Любое вмешательство в традиционный музей, в его залы — красивые, старые, тёплые — чревато народным и цеховым гневом. Как если бы в мавзолейную мраморность РНБ (Российской Национальной библиотеки) впорхнула Ингеборга на своих красивых ногах (или каталась бы по мраморным парапетам в своей стильной юбке — хорошая, по-моему, идея для фотосессии). Пару лет назад журналисты возмущались жуками и чучелами Яна Фабра в «храме искусства», в Зимнем дворце и Главном штабе. Понятно, что дело было не столько в чучелах, сколько в «кощунстве»: дам и господ в персиковом румянце и жемчужно-чёрном вандейковском атласе сместил с насиженных мест фриковатый бельгиец, похожий на Ричарда Гира (если бы он был европейцем и сыграл в десяти сезонах «Комиссара Рекса»). И самое непростительное: бельгиец живой, то есть достоин как минимум пренебрежения, а за покушение на ван Дейка — уничижения. Не потому, что мы все любим старину портретиста, а потому, что привыкли к его дамам и господам в этих залах. Люби мы ван Дейка, к свиданию двух фламандцев отнеслись бы много спокойнее. Но мы охраняем старые эрмитажные залы ревнивой полицейской любовью.

Какие жуки в ван Дейке, как можно! Тут ведь музей, хранилище энциклопедических знаний и нашей (ну, или не нашей — тем ценнее!) великой культуры. Нельзя, чтобы какие-то там жуки вклинились в трансляцию вечных ценностей. Её положено смотреть почтительно и чинно, не подавая виду, будто ваш интерес избирателен, а что-то откровенно не нравится. Выбросите свои суетные мысли и дилетантские суждения из головы, у вас тут встреча с прекрасным! В институте преподаватель часто повторял фразу, которую мне ещё чаще приходится проговаривать друзьям, приходя с ними в музей или галерею: «Искусство — это не “большое и чистое”. Именно пафос «большого и чистого» повинен в том, что многие идут в музей отбывать повинность.

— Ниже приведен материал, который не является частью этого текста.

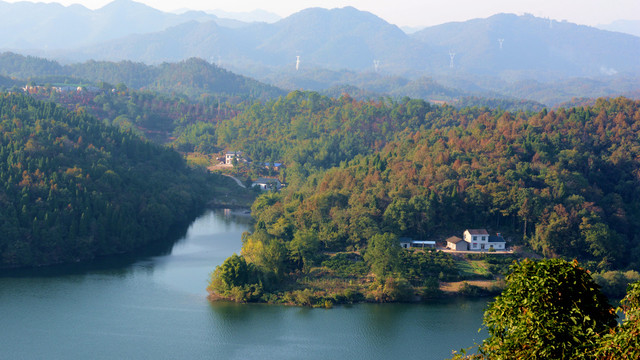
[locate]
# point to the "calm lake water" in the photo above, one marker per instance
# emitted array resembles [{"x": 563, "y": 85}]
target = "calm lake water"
[{"x": 154, "y": 307}]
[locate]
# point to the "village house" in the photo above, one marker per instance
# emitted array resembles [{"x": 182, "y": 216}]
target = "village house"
[
  {"x": 480, "y": 240},
  {"x": 407, "y": 243},
  {"x": 476, "y": 240},
  {"x": 229, "y": 156},
  {"x": 457, "y": 244}
]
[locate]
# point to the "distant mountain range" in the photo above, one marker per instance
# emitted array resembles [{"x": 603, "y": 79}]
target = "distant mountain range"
[
  {"x": 51, "y": 26},
  {"x": 624, "y": 26}
]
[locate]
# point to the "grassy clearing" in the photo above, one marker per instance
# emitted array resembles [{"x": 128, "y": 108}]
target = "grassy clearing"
[{"x": 473, "y": 268}]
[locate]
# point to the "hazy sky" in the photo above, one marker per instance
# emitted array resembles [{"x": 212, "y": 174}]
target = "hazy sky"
[{"x": 419, "y": 12}]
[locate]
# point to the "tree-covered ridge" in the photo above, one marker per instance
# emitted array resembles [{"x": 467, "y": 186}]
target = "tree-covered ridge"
[
  {"x": 310, "y": 133},
  {"x": 566, "y": 181},
  {"x": 74, "y": 188}
]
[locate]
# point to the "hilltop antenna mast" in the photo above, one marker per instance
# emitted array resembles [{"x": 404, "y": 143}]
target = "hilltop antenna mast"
[{"x": 376, "y": 64}]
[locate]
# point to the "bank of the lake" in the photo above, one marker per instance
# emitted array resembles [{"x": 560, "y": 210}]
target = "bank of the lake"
[{"x": 154, "y": 306}]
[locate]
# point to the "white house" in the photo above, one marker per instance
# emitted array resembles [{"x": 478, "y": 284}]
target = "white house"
[
  {"x": 480, "y": 240},
  {"x": 407, "y": 243},
  {"x": 232, "y": 155}
]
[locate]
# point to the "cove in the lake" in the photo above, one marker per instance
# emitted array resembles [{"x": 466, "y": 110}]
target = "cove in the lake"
[{"x": 154, "y": 306}]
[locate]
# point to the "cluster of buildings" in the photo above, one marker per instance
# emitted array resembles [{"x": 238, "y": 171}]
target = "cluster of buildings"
[{"x": 264, "y": 183}]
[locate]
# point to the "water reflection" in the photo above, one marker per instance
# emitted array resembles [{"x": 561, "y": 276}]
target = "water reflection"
[{"x": 218, "y": 221}]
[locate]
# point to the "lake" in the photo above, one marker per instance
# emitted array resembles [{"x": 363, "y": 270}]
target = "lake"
[{"x": 154, "y": 306}]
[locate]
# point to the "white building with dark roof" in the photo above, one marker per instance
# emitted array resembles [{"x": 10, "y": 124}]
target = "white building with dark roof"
[{"x": 480, "y": 240}]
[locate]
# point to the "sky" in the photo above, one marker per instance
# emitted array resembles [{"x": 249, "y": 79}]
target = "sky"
[{"x": 417, "y": 13}]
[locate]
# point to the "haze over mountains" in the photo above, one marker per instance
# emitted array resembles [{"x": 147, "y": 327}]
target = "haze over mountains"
[{"x": 495, "y": 55}]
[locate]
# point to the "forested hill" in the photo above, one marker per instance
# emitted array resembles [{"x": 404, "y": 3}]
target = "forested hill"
[
  {"x": 192, "y": 77},
  {"x": 566, "y": 182},
  {"x": 74, "y": 188}
]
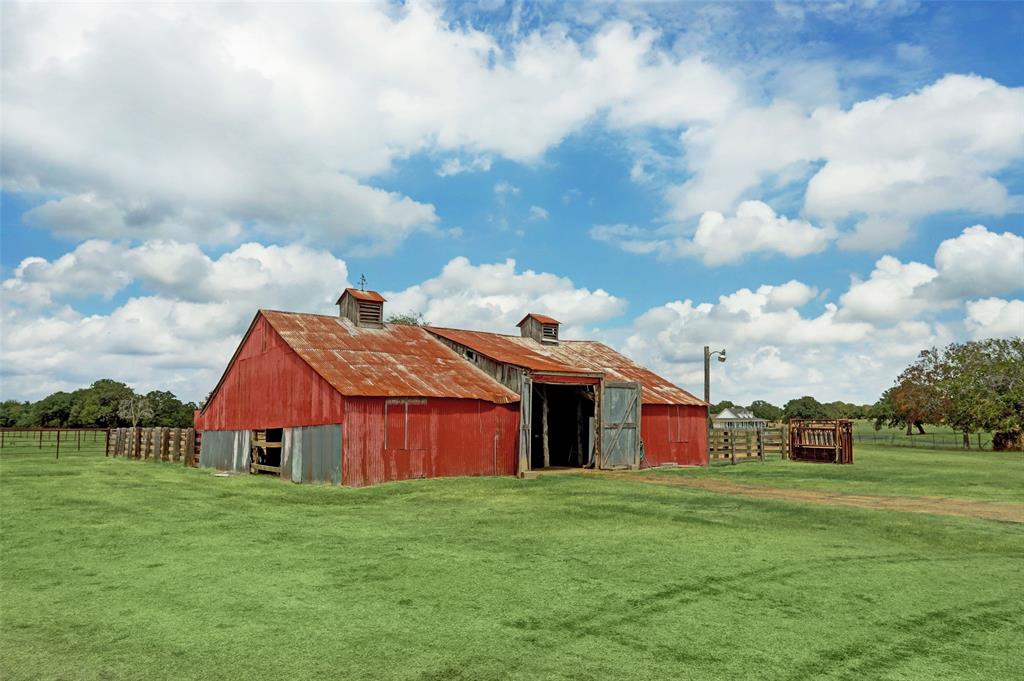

Как-то я встретила у работы Фабра в Эрмитаже семью, ворчавшую: «Зачем здесь это уродство, сюда же водят детей!» Я представила, как много тех, кто идёт в музей, как на экзамен, надев умное выражение мозга, которое так глупо выглядит на лице. Испытание «большим и чистым», высоким, непонятным, недоступным. И каждая крошка штукатурки, имитирующей камень, которого не существует в природе, каждая потемневшая и состарившаяся в углу зала живопись видятся сакральной храмовой атрибутикой, на которую нельзя дышать, иначе оскорбишь верующих. Если ребёнок в порыве любопытства потрогает нависшую над ним округлую ногу иссиня-белой беспечной мраморной богини, ему со страшным лицом шипят: нельзя! Родители или бабушка покраснеют, смотрители наденут недовольство. Психея, увлечённая Амуром, и не заметит робкой попытки нового ухажёра.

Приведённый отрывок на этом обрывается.